Welcome to the first in our “Need to Know” series. This series is intended to give first-time or infrequent visitors to the Disneyland Resort the essential information that they need to know to get more enjoyment out of their visit to the Resort. We’re going to start it off with the most important piece of information. What is, and how to use, FASTPASS and Rider Switch.
One of the biggest disadvantages that occasional Disneyland Resort visitors have compared to those who visit regularly is an understanding of and ability to take advantage of the FASTPASS and Rider Switch opportunities at the parks. If properly used these free park perks can greatly reduce the time you spend waiting in line with your family for attractions.
What is FASTPASS? Quoting Disney’s website it is the following:
FASTPASS service is available at … select attractions in Disneyland Resort theme parks and is complimentary on a first-come basis. FASTPASS saves your virtual place in line for an attraction while you enjoy the rest of the park. If the return time posted works with your plans, get a FASTPASS ticket and return to the attraction’s FASTPASS entrance any time during the one-hour window shown on your ticket. There is a limit to the number of FASTPASS tickets available to you each day.

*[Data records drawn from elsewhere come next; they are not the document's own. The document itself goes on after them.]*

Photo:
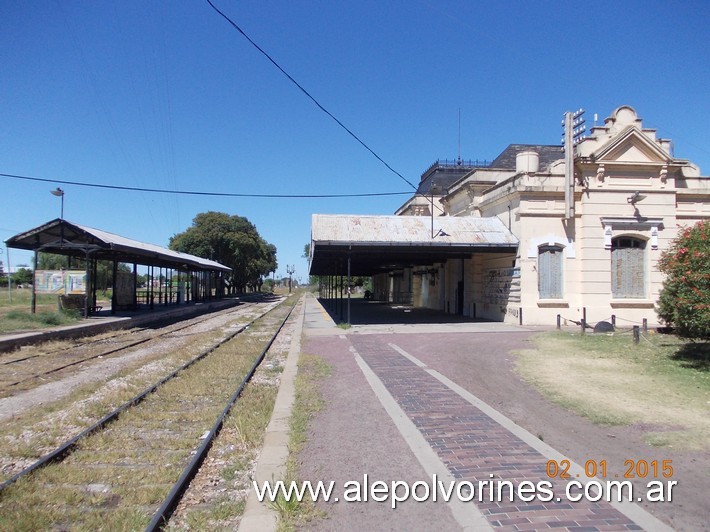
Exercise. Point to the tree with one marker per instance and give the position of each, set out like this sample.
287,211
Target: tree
684,301
232,241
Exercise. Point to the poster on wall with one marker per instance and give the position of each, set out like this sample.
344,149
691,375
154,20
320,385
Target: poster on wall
49,282
60,282
74,282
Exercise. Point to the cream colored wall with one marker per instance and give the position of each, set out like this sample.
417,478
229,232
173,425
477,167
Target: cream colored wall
621,158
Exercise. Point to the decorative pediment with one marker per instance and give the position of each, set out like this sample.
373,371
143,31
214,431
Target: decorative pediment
632,146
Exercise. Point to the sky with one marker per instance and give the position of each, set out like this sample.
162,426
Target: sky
168,95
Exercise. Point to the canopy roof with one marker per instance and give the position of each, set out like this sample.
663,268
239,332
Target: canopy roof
376,244
67,238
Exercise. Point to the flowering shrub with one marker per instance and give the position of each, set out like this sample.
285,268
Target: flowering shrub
684,302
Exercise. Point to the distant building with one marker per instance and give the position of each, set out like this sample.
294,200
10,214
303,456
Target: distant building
596,253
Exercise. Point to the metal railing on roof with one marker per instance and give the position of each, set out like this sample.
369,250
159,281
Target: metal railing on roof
456,163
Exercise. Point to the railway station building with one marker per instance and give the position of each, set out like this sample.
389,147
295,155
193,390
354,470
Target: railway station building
175,278
530,236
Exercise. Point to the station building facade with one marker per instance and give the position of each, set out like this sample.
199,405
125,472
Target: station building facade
630,196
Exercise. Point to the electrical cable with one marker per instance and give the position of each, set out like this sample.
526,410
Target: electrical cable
198,193
304,91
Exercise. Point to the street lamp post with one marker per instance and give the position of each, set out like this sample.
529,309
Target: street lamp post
59,193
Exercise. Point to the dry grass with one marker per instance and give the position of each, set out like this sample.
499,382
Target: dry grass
117,476
611,381
311,370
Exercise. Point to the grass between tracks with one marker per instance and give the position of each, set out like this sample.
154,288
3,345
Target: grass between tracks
311,370
662,383
119,475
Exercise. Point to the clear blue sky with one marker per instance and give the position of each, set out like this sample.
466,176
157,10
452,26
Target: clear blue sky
167,95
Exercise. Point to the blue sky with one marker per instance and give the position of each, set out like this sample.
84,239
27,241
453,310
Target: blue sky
167,95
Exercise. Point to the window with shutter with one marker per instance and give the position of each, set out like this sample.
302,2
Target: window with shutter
549,272
628,275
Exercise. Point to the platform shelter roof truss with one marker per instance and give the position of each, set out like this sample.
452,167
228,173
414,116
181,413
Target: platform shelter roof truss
376,244
67,238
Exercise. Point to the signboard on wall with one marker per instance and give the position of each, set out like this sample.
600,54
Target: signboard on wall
60,282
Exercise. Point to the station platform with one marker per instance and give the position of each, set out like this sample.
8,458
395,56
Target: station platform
413,401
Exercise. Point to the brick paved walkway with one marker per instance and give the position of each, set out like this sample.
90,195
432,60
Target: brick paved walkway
473,446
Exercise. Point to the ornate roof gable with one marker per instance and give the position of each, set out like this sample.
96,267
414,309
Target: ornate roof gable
632,146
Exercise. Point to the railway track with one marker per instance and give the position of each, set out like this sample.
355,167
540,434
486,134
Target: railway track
148,449
20,373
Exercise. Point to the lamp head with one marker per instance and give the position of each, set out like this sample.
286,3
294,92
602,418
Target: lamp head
635,197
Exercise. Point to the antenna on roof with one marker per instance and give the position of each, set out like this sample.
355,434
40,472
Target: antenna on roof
458,161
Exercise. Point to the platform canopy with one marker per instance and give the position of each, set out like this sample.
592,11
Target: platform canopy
377,244
67,238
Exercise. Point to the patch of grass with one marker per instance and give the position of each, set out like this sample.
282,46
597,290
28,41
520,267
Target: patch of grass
311,369
610,381
15,320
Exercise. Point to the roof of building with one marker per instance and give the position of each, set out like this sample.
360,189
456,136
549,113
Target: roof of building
444,173
384,243
68,238
548,154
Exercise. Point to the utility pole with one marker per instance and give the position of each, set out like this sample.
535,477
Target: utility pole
574,128
290,271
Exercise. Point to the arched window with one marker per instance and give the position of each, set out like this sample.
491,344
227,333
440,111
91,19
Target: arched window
549,272
628,272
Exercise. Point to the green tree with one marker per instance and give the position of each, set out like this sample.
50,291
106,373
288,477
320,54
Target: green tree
232,241
684,301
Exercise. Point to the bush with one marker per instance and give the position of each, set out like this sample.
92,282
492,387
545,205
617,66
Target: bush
684,301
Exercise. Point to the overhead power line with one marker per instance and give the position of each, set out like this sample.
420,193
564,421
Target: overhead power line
199,193
304,91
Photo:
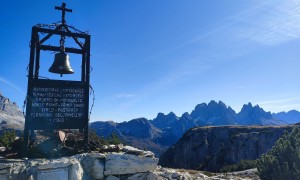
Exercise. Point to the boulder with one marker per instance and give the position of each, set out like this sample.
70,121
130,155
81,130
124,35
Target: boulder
118,163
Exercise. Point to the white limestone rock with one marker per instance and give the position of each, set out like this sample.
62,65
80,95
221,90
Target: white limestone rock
145,176
118,163
98,169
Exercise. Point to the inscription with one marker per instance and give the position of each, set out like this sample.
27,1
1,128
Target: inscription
58,104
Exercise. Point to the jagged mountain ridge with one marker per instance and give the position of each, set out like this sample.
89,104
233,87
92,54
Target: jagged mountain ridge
165,130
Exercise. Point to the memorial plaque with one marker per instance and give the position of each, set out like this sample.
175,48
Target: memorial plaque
53,174
58,104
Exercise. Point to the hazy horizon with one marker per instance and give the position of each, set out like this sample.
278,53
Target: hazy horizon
162,56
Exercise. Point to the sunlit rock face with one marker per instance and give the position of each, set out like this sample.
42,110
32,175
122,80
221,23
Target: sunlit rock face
10,115
210,148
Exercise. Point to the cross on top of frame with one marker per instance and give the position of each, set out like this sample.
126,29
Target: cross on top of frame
64,10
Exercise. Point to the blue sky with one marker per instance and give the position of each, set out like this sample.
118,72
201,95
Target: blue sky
155,56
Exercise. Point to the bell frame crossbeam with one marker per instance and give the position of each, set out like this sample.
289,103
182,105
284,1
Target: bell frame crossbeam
36,46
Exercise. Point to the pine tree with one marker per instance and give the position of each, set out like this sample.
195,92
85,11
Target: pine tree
283,160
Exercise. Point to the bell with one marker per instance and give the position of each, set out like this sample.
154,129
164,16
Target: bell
61,64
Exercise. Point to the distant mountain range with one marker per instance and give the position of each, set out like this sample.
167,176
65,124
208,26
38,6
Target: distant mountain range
164,130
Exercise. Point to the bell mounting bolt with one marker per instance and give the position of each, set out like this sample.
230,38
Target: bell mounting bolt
63,10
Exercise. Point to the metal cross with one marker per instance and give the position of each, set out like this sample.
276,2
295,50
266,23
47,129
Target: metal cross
64,10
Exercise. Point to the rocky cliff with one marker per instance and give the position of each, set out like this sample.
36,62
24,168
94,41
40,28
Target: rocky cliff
166,129
127,163
10,115
211,148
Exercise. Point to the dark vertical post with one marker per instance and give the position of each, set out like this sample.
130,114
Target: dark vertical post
37,59
29,90
83,64
87,87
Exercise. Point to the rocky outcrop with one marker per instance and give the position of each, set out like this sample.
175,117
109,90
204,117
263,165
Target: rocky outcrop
211,148
165,130
254,115
290,117
129,164
10,115
82,166
214,113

So how does this work in practice? The mechanics are as follows. The first task you must accomplish is identify what the FASTPASS machines look like and where they are located for each attraction. Generally the machines are located near the entrance to the attraction and look like a line of stationary Star Wars droids. There are some notable exceptions however, with Radiator Springs Racers being the biggest one. (The FASTPASS machines for this attraction are near the entrance to “It’s Tough to be a Bug”) To obtain a FASTPASS you approach the machine and insert the park tickets for each one of your family members. In return you will get one FASTPASS ticket for each park ticket you scan. On the ticket there are 2 important pieces of information. First the return time for the attraction which is usually an hour window that occurs later in the day. (How much later depends on how busy the park is that day and the demand for the attraction) Second, in smaller print below, there is the time at which you can get another FASTPASS. To use FASTPASS effectively you should get a new one for another attraction as soon as you pass this second time. During our visits I usually accomplish this by holding onto all the park tickets myself and acting as a runner – criss-crossing the park to get FASTPASSes as soon as I can. This way we almost always have a pass available for a big attraction. This comes at the expense of me walking a great deal more than my family but it is worth it to avoid the lines.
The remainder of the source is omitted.